Recently, I have been re-reading books that have meant something to me, on my spiritual / religious journey. And one of these is Mister God, This Is Anna, which I first read over 30 years ago. It is another slim book - only 190 pages - beautifully illustrated by Papas, which adds to its enchantment. Set in the East End of London in the 1930s, it tells the story of a remarkable child called Anna, who sees the world differently, and who has an intimate and wonderful relationship with Mister God. It is told from the viewpoint of Fynn, who finds the five-year-old Anna homeless on the streets, and brings her home to join the family. For the three and a half years before her premature death, she revolutionises his thinking about God and human beings in relation to God, and about the world we live in.

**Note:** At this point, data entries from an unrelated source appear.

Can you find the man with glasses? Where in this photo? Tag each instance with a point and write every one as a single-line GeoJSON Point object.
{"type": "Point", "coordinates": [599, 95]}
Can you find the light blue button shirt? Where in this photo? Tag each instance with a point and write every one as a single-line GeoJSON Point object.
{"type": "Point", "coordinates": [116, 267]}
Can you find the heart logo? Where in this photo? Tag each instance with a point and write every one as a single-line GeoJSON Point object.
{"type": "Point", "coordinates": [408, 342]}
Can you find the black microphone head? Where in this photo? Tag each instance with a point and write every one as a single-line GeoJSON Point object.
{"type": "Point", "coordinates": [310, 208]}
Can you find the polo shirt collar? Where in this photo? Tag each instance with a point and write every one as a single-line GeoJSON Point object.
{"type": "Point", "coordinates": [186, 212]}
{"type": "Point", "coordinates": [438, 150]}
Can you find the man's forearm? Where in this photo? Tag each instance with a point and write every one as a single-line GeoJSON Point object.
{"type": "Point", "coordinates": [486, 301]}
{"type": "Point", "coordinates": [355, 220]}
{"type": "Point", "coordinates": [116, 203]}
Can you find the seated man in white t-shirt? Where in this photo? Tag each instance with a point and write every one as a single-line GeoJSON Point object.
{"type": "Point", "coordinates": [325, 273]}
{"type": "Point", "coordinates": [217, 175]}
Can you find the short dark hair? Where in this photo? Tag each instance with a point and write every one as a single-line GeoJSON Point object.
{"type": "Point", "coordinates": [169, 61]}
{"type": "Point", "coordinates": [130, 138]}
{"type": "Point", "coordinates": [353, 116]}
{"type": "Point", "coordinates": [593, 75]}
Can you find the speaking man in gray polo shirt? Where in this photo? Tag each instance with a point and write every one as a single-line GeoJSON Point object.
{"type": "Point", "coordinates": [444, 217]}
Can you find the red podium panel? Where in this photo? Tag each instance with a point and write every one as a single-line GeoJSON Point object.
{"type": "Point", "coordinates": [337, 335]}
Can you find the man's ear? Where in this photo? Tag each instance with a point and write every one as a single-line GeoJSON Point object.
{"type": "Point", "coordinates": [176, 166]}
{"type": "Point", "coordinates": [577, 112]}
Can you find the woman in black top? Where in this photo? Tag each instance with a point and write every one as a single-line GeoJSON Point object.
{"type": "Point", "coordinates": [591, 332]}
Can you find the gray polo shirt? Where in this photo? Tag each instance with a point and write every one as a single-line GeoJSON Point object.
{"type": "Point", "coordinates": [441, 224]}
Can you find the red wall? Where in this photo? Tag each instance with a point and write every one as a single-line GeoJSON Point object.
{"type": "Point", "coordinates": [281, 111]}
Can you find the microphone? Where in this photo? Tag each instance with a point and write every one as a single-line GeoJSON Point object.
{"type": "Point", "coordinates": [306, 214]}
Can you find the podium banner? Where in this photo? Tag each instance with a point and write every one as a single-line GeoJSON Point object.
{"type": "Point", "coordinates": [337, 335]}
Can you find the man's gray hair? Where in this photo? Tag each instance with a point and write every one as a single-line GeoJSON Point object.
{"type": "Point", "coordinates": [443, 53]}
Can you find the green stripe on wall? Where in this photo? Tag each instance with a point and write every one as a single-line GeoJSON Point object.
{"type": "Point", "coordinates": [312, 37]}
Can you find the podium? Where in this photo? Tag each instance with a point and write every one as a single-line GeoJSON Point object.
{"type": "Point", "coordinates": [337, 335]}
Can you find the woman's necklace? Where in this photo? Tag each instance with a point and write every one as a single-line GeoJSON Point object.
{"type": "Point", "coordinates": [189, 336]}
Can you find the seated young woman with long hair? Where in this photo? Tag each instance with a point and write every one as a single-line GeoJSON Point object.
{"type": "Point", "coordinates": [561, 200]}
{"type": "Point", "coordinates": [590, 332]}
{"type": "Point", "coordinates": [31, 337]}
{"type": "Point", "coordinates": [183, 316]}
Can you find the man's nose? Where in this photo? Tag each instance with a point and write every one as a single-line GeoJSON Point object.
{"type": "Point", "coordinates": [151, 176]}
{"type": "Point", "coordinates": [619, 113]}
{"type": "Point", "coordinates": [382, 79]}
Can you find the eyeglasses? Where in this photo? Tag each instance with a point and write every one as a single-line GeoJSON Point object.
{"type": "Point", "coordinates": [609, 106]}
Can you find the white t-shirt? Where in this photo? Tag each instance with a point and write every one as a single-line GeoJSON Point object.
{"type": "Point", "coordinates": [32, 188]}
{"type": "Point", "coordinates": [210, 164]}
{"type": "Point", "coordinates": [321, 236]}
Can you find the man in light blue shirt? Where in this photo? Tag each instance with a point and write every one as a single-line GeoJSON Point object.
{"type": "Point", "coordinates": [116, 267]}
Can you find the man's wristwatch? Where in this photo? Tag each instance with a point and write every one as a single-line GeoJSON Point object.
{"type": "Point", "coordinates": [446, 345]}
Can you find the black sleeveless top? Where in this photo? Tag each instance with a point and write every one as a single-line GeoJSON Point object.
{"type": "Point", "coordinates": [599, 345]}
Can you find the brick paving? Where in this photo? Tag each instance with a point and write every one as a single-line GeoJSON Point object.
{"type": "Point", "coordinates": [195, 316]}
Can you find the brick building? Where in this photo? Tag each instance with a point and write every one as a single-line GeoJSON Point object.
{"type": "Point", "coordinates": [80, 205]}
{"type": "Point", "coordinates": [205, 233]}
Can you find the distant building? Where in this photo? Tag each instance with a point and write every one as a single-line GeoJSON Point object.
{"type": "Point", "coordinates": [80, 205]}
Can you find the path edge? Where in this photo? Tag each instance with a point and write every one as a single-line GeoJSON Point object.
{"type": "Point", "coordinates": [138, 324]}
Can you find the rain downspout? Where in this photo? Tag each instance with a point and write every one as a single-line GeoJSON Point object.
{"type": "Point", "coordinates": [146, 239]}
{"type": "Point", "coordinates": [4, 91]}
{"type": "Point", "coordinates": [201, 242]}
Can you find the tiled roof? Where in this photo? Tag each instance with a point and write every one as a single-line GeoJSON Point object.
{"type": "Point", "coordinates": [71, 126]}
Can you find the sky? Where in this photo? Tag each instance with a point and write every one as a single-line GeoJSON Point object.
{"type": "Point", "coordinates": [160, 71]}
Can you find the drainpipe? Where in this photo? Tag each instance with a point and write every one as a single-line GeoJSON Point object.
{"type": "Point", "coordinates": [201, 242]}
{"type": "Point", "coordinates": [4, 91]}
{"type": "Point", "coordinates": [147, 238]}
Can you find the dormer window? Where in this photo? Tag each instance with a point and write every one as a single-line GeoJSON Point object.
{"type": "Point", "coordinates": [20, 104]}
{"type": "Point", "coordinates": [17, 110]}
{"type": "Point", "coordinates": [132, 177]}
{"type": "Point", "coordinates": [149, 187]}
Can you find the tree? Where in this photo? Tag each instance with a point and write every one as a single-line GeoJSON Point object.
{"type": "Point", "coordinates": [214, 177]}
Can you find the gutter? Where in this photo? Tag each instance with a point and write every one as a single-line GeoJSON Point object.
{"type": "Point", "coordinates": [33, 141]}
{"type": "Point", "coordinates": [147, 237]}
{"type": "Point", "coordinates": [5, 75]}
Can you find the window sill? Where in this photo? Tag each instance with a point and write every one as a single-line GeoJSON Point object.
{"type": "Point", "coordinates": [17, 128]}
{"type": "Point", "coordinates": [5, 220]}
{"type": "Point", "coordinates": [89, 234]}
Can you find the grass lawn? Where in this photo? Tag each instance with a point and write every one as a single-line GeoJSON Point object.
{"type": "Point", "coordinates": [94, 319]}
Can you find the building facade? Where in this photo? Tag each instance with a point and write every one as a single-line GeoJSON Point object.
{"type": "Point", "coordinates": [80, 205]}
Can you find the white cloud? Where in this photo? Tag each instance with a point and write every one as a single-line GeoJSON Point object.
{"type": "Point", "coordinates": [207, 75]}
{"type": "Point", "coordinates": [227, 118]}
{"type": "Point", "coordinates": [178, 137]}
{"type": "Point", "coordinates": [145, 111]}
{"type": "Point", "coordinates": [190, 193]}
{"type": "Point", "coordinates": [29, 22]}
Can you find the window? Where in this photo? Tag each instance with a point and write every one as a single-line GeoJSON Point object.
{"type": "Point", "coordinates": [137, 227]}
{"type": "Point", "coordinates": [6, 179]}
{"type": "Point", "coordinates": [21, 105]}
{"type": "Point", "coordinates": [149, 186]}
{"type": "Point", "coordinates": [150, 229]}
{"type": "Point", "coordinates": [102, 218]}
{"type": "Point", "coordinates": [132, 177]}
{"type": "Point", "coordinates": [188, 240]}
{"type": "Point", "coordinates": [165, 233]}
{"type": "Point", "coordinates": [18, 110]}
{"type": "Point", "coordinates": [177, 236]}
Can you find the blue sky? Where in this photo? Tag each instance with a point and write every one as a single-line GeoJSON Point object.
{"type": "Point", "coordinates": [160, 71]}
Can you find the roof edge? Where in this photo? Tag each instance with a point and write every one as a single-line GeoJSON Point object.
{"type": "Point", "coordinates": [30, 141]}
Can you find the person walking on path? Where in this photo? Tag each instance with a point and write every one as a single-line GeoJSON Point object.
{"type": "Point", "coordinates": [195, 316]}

One of my favourite passages records a conversation with the local vicar, who must have found her hard to cope with:

"'Do you believe in God?' 'Yes.'
'Do you know what God is?' 'Yes.'
'What is God then?' 'He's God!'
'Do you go to church?' 'No.'
'Why not?' 'Because I know it all!'
'What do you know?' 'I know to love Mister God and to love people and cats and dogs and spiders and flowers and trees' and the catalogue went on, 'with all of me.'

There's nothing much you can do in the face of that kind of accusation, for that's what it amounted to. Anna had bypassed all the non-essentials and distilled centuries of learning into one sentence - 'And God said love me, love them, and love it, and don't forget to love yourself.'"

This week the shops are full of red and pink - Valentine's cards, Valentine's chocolates, Valentine's drink, Valentine's perfume, Valentine's cuddly toys. It is the one time of the year when love, particularly romantic love, is almost deified, and the many people who are not in a romantic relationship, or who have just lost somebody near and dear to them, are made to feel lacking, and sad, and out of it. Like Christmas, there is only one media message, and if your particular circumstances don't fit, it can be a very painful time.

So this week, I'm going to try to take on board the last bit of Anna's advice "Don't forget to love yourself." We are all human, we are all children of God, we are all worthy of love. And we all need to learn to love and accept our whole selves, not just the bits we allow other people to see.